MCP server from giantswarm/mcp-debug

Installation
Run this command in your terminal to add the MCP server to Claude Code.
Run in terminal:
Command
claude mcp add --transport stdio giantswarm-mcp-debug go install github.com/giantswarm/mcp-debug@latest

How to use

mcp-debug is a Go-based command-line tool designed for debugging MCP (Model Context Protocol) servers. It lets you connect to any MCP server over the streamable-http transport, inspect available capabilities, and debug tool integrations. The tool also supports an interactive REPL for exploring resources, prompts, and commands, and can operate as an MCP server itself to integrate with AI assistants or automation workflows. When running, you’ll get verbose logging of JSON-RPC messages to help diagnose transport or protocol issues, and you can enable self-update and shell autocompletion for Bash, Zsh, Fish, and PowerShell.
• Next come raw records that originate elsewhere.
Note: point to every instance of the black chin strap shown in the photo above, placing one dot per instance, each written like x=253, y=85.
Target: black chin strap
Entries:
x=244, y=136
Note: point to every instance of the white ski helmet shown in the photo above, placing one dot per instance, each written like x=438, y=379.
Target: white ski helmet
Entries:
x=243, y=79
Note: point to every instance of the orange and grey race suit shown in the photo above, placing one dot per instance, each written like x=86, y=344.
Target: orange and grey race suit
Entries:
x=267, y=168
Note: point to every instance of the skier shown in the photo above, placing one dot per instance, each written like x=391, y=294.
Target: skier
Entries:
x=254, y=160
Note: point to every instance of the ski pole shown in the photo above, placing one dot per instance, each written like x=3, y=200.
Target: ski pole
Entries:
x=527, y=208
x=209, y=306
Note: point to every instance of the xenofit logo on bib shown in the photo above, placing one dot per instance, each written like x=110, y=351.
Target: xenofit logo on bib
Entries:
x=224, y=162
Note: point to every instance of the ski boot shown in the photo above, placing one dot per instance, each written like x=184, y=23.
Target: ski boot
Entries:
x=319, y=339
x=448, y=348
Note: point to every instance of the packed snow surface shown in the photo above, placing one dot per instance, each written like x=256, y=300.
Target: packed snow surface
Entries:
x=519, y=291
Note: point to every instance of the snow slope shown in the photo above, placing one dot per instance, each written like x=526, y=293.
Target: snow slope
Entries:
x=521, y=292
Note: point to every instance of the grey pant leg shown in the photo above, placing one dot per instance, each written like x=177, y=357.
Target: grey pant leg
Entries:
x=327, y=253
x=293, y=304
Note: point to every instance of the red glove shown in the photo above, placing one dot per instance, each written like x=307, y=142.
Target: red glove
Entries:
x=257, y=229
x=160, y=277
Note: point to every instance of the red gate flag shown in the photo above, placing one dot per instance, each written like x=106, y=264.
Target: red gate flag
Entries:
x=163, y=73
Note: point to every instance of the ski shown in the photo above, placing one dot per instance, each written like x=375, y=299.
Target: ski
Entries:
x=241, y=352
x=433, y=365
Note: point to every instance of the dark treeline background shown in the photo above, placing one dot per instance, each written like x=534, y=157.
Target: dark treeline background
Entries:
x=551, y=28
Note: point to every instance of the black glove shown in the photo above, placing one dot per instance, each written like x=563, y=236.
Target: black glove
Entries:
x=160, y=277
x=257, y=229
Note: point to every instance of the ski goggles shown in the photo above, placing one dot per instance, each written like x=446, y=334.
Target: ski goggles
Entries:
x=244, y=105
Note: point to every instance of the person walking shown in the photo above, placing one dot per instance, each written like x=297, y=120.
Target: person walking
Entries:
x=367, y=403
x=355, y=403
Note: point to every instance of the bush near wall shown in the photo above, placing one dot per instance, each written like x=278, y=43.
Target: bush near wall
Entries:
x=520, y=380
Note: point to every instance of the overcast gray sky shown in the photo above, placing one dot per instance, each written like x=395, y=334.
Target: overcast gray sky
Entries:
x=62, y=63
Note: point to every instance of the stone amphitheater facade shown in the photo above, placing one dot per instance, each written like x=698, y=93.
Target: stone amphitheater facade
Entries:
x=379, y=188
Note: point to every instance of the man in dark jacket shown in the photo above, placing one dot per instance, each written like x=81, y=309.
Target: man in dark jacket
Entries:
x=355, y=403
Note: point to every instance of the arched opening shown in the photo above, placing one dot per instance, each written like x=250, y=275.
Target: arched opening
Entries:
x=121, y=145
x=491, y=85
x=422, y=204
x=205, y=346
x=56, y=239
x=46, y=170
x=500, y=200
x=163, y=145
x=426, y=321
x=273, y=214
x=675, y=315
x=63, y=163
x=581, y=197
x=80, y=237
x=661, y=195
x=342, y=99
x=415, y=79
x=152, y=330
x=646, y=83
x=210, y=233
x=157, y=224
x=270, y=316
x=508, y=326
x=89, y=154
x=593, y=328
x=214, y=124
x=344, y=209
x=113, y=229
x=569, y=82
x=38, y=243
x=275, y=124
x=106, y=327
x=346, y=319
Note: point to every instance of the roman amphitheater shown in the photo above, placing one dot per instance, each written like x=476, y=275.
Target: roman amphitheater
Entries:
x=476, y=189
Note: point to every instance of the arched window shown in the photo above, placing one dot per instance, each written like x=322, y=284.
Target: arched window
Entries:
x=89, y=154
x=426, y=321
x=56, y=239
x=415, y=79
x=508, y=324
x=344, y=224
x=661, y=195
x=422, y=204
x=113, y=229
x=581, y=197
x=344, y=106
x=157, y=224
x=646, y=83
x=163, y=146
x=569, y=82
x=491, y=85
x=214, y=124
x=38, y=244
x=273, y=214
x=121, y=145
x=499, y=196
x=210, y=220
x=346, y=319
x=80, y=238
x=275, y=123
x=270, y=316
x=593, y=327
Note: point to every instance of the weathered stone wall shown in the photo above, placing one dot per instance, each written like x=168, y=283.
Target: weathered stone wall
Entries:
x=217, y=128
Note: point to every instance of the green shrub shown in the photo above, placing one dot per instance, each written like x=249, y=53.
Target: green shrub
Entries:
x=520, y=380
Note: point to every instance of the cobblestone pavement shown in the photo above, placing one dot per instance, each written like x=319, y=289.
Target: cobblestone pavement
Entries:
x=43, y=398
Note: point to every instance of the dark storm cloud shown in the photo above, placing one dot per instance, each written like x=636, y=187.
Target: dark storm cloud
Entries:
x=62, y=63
To connect to a protected MCP server, you can leverage OAuth 2.1 authentication with automatic discovery, token audience binding, and PKCE validation. The CLI can discover the authorization server, retrieve a CIMD (Client ID Metadata Document), and fall back to Dynamic Client Registration if CIMD is not supported, then open a browser to complete authorization and obtain an audience-bound token for subsequent requests.

How to install

Prerequisites:

  • Go toolchain installed (go version 1.20+ recommended)
  • Internet access to fetch modules

Install the mcp-debug tool (latest):

# Install the latest stable release into your Go bin directory
go install github.com/giantswarm/mcp-debug@latest

# Ensure your Go bin directory is in PATH (commonly $HOME/go/bin)
export PATH=$PATH:$(go env GOPATH)/bin

Build from source (alternative):

# Clone the repository
git clone https://github.com/giantswarm/mcp-debug.git
cd mcp-debug

# Build the binary
go build -o mcp-debug ./...

# Move or symlink the binary into your PATH as desired
mv mcp-debug /usr/local/bin/

Verify installation:

mcp-debug --version

If you prefer a specific version, replace latest with a version tag or commit hash in the install command.

Additional notes

Tips and common scenarios:

  • OAuth 2.1 support is included by default for protected MCP servers. Ensure CIMD (Client ID Metadata Document) is accessible or allow Dynamic Client Registration as a fallback.
  • Use --repl to enter the interactive shell and explore available tools, resources, and prompts.
  • Use --mcp-server to run mcp-debug as an MCP server for AI assistant integrations.
  • Enable verbose logging for deeper insights into JSON-RPC messages and transport behavior with appropriate flags (see usage guide).
  • Autocompletion scripts can be generated and installed for Bash, Zsh, Fish, and PowerShell to speed up commands.
  • If you run into OAuth browser prompts, ensure a reachable redirect URI and that your environment supports opening a browser from the CLI.